Em sua palestra, Grimard sustentou que o conceito de cidades inteligentes – smart cities – é importante, mas deve ser ampliado e agregar noções de direitos humanos, direito à cidade e transparência nas tomadas de decisões, que auxiliem na resolução dos diversos problemas sociais dos espaços urbanos. “Para o ONU-Habitat, cidade inteligente puramente tecnocentrada não será realmente inteligente. Uma cidade ser inteligente também significada ser focada nas pessoas e na sustentabilidade em suas três dimensões: social, econômica e ambiental”. De acordo com dados apresentados por Grimard, 90% da população brasileira vive em áreas urbanas.
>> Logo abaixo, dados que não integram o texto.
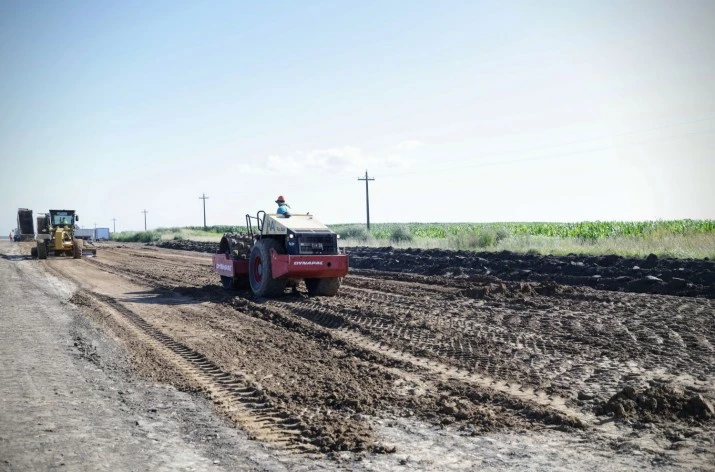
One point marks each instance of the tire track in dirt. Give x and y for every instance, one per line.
x=312, y=310
x=535, y=353
x=236, y=397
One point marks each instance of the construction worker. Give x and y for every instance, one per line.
x=282, y=207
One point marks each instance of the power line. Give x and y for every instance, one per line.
x=204, y=198
x=367, y=196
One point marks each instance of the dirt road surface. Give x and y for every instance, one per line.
x=138, y=360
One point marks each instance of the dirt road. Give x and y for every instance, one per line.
x=401, y=371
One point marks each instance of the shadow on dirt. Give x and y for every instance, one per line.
x=174, y=296
x=17, y=257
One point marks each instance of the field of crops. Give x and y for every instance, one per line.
x=590, y=230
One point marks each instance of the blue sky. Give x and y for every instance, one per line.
x=462, y=111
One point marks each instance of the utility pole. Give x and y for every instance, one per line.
x=204, y=198
x=367, y=197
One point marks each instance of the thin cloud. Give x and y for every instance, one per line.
x=409, y=145
x=347, y=159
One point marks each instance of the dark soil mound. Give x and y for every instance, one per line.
x=656, y=404
x=666, y=276
x=682, y=277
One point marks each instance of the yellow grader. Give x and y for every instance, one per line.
x=55, y=236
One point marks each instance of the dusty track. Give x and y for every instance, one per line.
x=474, y=355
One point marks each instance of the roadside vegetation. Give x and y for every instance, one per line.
x=678, y=238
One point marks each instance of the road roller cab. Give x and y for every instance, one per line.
x=278, y=251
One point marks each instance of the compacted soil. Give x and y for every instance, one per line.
x=423, y=362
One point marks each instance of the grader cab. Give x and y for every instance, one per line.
x=55, y=236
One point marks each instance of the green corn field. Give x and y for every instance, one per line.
x=589, y=230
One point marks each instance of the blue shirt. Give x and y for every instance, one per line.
x=283, y=209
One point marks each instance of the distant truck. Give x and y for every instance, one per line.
x=25, y=225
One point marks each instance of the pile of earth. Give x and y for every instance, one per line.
x=658, y=403
x=682, y=277
x=667, y=276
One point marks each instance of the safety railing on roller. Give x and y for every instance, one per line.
x=260, y=216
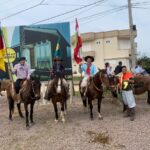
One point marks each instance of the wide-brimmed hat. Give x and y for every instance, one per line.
x=91, y=57
x=57, y=59
x=22, y=58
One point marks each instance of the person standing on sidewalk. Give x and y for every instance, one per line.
x=127, y=93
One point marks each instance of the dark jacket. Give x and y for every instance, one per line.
x=58, y=70
x=118, y=69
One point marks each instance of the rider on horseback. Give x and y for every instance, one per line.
x=58, y=71
x=88, y=69
x=22, y=71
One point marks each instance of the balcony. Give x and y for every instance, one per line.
x=88, y=53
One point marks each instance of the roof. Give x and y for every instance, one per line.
x=90, y=36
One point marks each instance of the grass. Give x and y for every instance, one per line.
x=102, y=138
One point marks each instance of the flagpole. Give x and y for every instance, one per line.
x=9, y=66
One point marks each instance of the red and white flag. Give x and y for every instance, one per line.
x=78, y=45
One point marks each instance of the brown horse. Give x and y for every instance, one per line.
x=94, y=90
x=140, y=86
x=56, y=91
x=30, y=91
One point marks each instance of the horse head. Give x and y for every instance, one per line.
x=36, y=87
x=59, y=86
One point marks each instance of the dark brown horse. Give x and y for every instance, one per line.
x=29, y=93
x=57, y=92
x=94, y=90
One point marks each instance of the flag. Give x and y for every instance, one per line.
x=57, y=50
x=78, y=44
x=2, y=51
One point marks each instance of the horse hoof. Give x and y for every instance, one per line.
x=100, y=118
x=63, y=120
x=28, y=127
x=32, y=123
x=65, y=112
x=10, y=119
x=92, y=118
x=56, y=120
x=22, y=116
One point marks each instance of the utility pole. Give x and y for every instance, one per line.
x=133, y=53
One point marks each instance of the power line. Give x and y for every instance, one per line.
x=81, y=12
x=99, y=15
x=68, y=12
x=21, y=11
x=20, y=4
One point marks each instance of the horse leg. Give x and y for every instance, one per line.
x=62, y=111
x=56, y=111
x=27, y=114
x=11, y=107
x=19, y=110
x=99, y=108
x=91, y=107
x=65, y=108
x=31, y=112
x=148, y=99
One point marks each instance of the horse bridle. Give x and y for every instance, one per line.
x=32, y=87
x=98, y=89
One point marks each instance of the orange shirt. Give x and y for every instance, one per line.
x=125, y=76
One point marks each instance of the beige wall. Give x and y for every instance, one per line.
x=112, y=47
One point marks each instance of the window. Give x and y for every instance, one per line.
x=124, y=44
x=108, y=42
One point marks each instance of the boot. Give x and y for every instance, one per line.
x=127, y=113
x=132, y=114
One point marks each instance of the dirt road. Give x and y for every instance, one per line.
x=78, y=132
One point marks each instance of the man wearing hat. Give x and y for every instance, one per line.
x=58, y=70
x=88, y=69
x=22, y=71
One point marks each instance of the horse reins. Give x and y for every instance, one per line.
x=98, y=89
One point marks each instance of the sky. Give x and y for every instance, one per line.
x=103, y=16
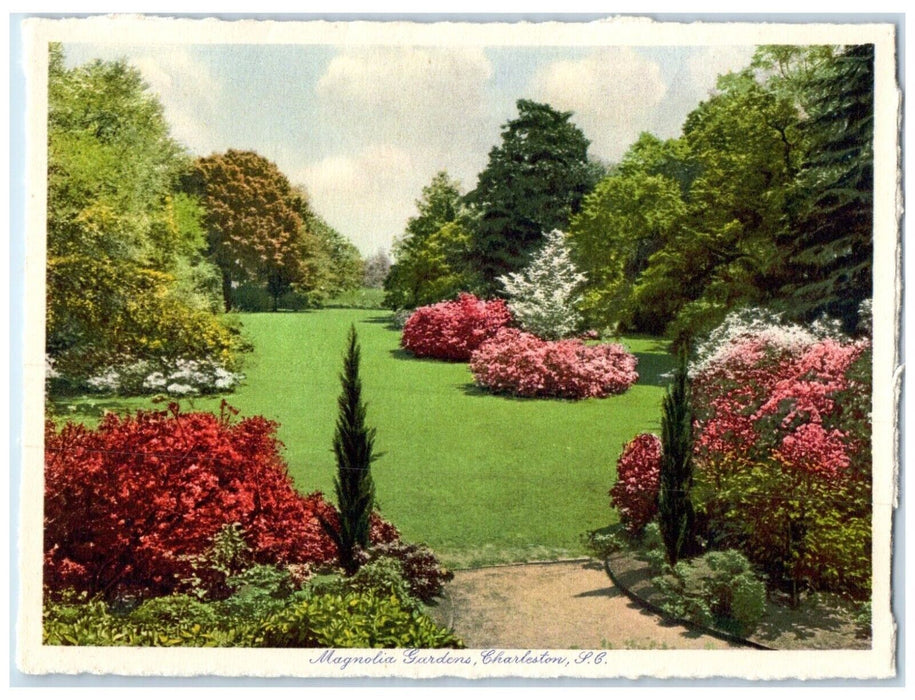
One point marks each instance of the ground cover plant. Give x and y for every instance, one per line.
x=445, y=442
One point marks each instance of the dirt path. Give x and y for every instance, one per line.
x=555, y=606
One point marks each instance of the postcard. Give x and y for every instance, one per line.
x=460, y=349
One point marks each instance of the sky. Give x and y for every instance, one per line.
x=365, y=128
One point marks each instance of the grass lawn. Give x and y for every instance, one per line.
x=480, y=478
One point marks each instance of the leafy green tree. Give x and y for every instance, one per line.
x=335, y=263
x=675, y=509
x=432, y=257
x=254, y=230
x=126, y=273
x=534, y=182
x=830, y=250
x=628, y=217
x=353, y=446
x=745, y=151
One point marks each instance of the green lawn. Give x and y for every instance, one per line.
x=480, y=478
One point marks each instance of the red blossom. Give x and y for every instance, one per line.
x=638, y=481
x=127, y=504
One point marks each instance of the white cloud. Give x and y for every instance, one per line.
x=367, y=196
x=707, y=64
x=414, y=97
x=613, y=93
x=186, y=88
x=189, y=94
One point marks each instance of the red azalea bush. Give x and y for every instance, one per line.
x=452, y=330
x=130, y=504
x=783, y=458
x=522, y=364
x=638, y=480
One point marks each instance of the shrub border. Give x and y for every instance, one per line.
x=651, y=607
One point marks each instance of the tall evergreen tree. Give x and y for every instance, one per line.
x=534, y=182
x=831, y=250
x=353, y=448
x=675, y=508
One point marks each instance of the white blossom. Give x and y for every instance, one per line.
x=543, y=296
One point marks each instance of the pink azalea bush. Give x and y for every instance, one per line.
x=783, y=458
x=638, y=480
x=452, y=330
x=522, y=364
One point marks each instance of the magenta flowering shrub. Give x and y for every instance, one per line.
x=765, y=402
x=452, y=330
x=783, y=456
x=522, y=364
x=638, y=481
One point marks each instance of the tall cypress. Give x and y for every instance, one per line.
x=676, y=515
x=353, y=448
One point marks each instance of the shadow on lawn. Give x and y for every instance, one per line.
x=655, y=368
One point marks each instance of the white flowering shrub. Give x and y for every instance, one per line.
x=764, y=327
x=179, y=377
x=543, y=297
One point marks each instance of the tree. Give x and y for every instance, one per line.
x=432, y=257
x=675, y=509
x=629, y=217
x=376, y=269
x=544, y=295
x=335, y=263
x=353, y=446
x=254, y=230
x=126, y=274
x=533, y=183
x=744, y=151
x=830, y=249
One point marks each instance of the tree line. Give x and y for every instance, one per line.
x=146, y=245
x=765, y=199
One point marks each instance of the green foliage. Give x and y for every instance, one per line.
x=629, y=217
x=718, y=589
x=675, y=509
x=353, y=448
x=353, y=620
x=534, y=182
x=432, y=258
x=831, y=243
x=126, y=272
x=336, y=620
x=764, y=200
x=604, y=542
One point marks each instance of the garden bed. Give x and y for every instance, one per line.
x=820, y=621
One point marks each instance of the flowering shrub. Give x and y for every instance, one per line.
x=783, y=452
x=131, y=505
x=638, y=474
x=543, y=297
x=522, y=364
x=177, y=377
x=452, y=330
x=421, y=571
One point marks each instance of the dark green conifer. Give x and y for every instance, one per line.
x=353, y=448
x=675, y=508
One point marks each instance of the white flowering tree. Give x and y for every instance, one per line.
x=543, y=296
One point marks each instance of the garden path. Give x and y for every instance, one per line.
x=555, y=606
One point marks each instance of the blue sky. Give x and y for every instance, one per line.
x=363, y=129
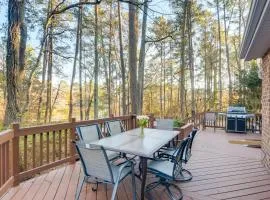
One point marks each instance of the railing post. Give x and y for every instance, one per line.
x=151, y=120
x=15, y=153
x=72, y=138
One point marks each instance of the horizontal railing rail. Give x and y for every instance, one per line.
x=26, y=151
x=6, y=178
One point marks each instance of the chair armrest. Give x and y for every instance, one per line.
x=126, y=164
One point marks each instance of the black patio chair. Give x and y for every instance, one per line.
x=97, y=169
x=168, y=171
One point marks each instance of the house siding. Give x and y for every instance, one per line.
x=266, y=111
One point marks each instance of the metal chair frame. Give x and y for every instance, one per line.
x=99, y=136
x=165, y=179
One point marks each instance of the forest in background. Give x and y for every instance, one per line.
x=91, y=59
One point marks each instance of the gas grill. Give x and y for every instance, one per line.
x=237, y=119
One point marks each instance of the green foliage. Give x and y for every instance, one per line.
x=251, y=84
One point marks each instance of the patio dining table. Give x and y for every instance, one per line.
x=131, y=142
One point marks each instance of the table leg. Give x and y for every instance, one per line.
x=144, y=173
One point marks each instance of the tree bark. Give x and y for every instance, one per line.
x=133, y=37
x=191, y=61
x=15, y=58
x=96, y=70
x=80, y=62
x=70, y=115
x=219, y=58
x=123, y=67
x=182, y=66
x=227, y=53
x=142, y=59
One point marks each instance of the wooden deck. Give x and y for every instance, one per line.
x=220, y=171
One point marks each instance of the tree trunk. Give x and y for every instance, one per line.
x=96, y=70
x=133, y=37
x=15, y=58
x=122, y=63
x=80, y=61
x=110, y=61
x=70, y=115
x=182, y=66
x=227, y=53
x=191, y=61
x=142, y=59
x=219, y=59
x=44, y=69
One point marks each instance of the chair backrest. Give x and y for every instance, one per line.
x=89, y=133
x=95, y=162
x=165, y=124
x=179, y=158
x=114, y=127
x=210, y=116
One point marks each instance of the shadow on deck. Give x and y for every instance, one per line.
x=220, y=171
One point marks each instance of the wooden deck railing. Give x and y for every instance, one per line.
x=25, y=152
x=254, y=124
x=6, y=168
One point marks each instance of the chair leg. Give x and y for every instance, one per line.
x=171, y=195
x=115, y=190
x=184, y=176
x=79, y=188
x=95, y=189
x=133, y=183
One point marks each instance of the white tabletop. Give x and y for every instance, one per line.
x=132, y=143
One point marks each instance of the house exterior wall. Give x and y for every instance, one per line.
x=266, y=110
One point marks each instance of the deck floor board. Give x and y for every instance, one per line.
x=220, y=171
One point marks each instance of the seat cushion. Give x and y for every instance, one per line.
x=169, y=152
x=115, y=172
x=163, y=167
x=112, y=155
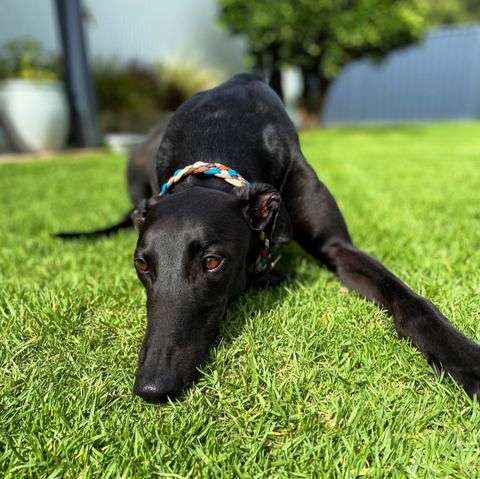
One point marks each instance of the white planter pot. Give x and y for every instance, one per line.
x=35, y=114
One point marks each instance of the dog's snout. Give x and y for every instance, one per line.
x=155, y=390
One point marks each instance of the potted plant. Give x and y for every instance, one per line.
x=33, y=105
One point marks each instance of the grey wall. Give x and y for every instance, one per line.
x=152, y=30
x=436, y=80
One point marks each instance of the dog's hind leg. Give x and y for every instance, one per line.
x=319, y=227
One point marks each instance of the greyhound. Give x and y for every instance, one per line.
x=217, y=192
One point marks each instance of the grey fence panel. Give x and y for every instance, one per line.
x=436, y=80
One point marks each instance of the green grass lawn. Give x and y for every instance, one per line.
x=305, y=380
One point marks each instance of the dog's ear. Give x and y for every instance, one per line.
x=263, y=208
x=140, y=212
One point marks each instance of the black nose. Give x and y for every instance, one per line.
x=157, y=389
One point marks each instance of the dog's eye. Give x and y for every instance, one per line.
x=211, y=263
x=141, y=265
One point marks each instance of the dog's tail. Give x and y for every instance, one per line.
x=127, y=222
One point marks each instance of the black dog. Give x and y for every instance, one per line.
x=199, y=241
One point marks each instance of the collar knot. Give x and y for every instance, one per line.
x=268, y=255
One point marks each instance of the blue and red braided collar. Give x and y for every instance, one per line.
x=268, y=256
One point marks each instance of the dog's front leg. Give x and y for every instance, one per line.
x=319, y=227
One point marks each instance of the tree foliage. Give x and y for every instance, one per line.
x=322, y=36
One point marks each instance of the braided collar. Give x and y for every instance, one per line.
x=268, y=256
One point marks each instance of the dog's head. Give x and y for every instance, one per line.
x=192, y=256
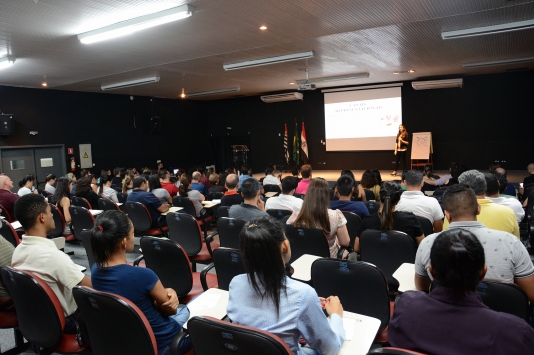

Possibilidades de cooperação
Como ponto positivo, Grimard avalia que o Brasil dispõe de conhecimento, tecnologia e recursos humanos para realizar essa construção. “E o Confea e os 27 Creas são veículos exemplares ideais para fazer avançar as experiências práticas e construir melhor o conhecimento”, disse, antes de mencionar as três grandes frentes em que enxerga possibilidade de parceria entre ONU-Habitat e sistema profissional: planejamento, big data e mobilidade.
Planejamento
Os municípios brasileiros são obrigados por lei a fazerem seus planos diretores. “Mas, infelizmente, até 2015, apenas 50% dos municípios cumpriam essa determinação”, apresentou. “As grandes cidades têm competência, recursos humanos, para planejar adequadamente, mas muitos municípios no Brasil não conseguem criar seu plano diretor, que poderiam ajudar muito no desenvolvimento sustentável urbano”. De acordo com Grimard, planos diretores são fundamentais para solucionar problemas de drenagem e esgoto, por exemplo. O oficial do ONU-Habitat mencionou, ainda, outros instrumentos de planejamento – Zonas Especiais de Interesse Social (ZEIS), terrenos e planos parciais, outorga onerosa do direito de construir – e ressaltou: “mas, antes de tudo, deve se reconhecer que há desigualdade e carência na realidade urbana”.
Big data
Em sua explanação, Grimard defendeu que a tecnologia da informação e uso inteligente de dados podem ser cruciais na definição das prioridades das políticas públicas. Informações demográficas, mapeamento, apontamento das características dos equipamentos públicos e monitoramento dos serviços públicos pela população foram alguns exemplos mencionados. “Se se organizam as informações sobre as sinalizações das vias, esgotamento sanitário, coleta de lixo e limpeza urbana, fica mais fácil direcionar, especializar e planejar as ações necessárias”.
Mobilidade
De acordo com Grimard, a rede rodoviária do Brasil cresceu 172% entre 1992 e 2014. “Isso não é sustentável, tanto do ponto de vista de trânsito, como de poluição”, avaliou. “A mobilidade tem que ter sua eficiência maximizada e os engenheiros são essenciais nessa construção”, disse, antes de citar uma frase dita por Enrique Peñalosa, ex-prefeito de Bogotá, segundo quem “uma cidade desenvolvida não é o lugar onde as pessoas pobres têm carros, mas onde os ricos utilizam transporte público”.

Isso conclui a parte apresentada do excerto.